Human placentas are a potential novel source of stem cells and ECM as they are considered medical waste in hospitals and birthing centers. Indeed, placentas have been used as a source of different stem cells such as mesenchymal stem cells [35]. In addition to abundant ECM components, the placenta contains multiple endogenous growth factors, thus DP is a potential novel biomaterial for tissue regeneration [35]. Placenta-derived ECM sheets have been shown to provide a microenvironment that is favorable to the growth and differentiation of stem cells [34]. Intramyocardial injection of placenta-derived ECM into an animal model of MI has been shown to reduce infarct size and attenuate post-MI LV remodeling [20]. Nevertheless, it remains unclear whether the DP can act as a scaffold to improve the survival, maturation, and function of transplanted stem cells to create a BCP for cardiac regeneration.

In this study, a custom-made perfusion system was established to achieve placenta decellularization with minimal disruption to the intrinsic architecture of placenta. Histological examination after placenta decellularization showed that the majority of the cellular components were removed while retaining the structural integrity and composition of the scaffold. The loose and porous property of DP provides a suitable environment for cell attachment and growth. Indeed, we have successfully seeded hiPSC-CMs onto the DP to create a BCP. More importantly, the ECM of DP retained multiple growth and pro-angiogenic factors, even after decellularization, to improve the survival and maturation of transplanted hiPSC-CMs. Comprehensive RNA sequencing revealed that multiple cardiomyocyte structural-related gene, cardiac conduction-related gene, cellular metabolism-related gene, and cell maturation-related gene were upregulated in the BCP compared with hiPSC-CMs alone. Morphological analysis also confirmed that hiPSC-CMs in the BCP exhibited a more mature cardiomyocyte phenotype. Optical mapping also demonstrated that a BCP had spontaneous contraction as well as synchronized electromechanical properties when electrically stimulated.

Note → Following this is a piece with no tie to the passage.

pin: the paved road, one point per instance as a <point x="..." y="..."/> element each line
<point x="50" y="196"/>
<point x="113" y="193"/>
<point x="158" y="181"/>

Despite a similar reduction in infarct size with BCP and hiPSC-CM transplantation, our results demonstrated that BCP was superior to hiPSC-CMs in terms of improved LV function following MI. It is likely the improvement in cellular maturation and engraftment of hiPSC-CMs into the infarct site will lead to increased LV contractile function. In addition, the transplantation of BCP was superior to hiPSC-CMs alone in enhancement of neovascularization at the peri-infarct regions via its paracrine mechanisms with increased expression of VEGF. Indeed, our in vitro analysis also confirmed that the paracrine function of hiPSC-CMs in expression of angiogenic growth factors was significantly improved after hiPSC-CMs seeding onto DP scaffold to generate a BCP.

This study has several limitations. First, previous studies have shown that other methods such as mechanical stretching can improve the maturation and function of a BCP [36]. It is unclear whether further manipulation of our BCP using DP further improves its therapeutic efficacy. Second, the potential arrhythmic risk of a BCP is unknown since the rapid heart rate of mice will mask the risk of ventricular arrhythmias of hiPSC-CMs with a lower resting heart rate after transplantation. Therefore, our results need to be confirmed in a large animal model of MI, e.g., swine or non-human primate, with a similar heart rate to humans. Third, the various soluble factors secreted from BCP and monolayer cultured hiPSC-CMs may bring therapy benefit to the injured myocardium and have not been fully investigated in present study, their potential value in the myocardial repair worth to further evaluate and compare with the hiPSC-CMs and BCP transplantation. We will evaluate the application of those acellular soluble factors in myocardial repair via future study.

Conclusions

In summary, our results provide important proof-of-principle data to support the use of DP as a scaffold material to generate a BCP using hiPSC-CMs to improve their survival, maturation, engraftment, and paracrine functions for cardiac regeneration following MI.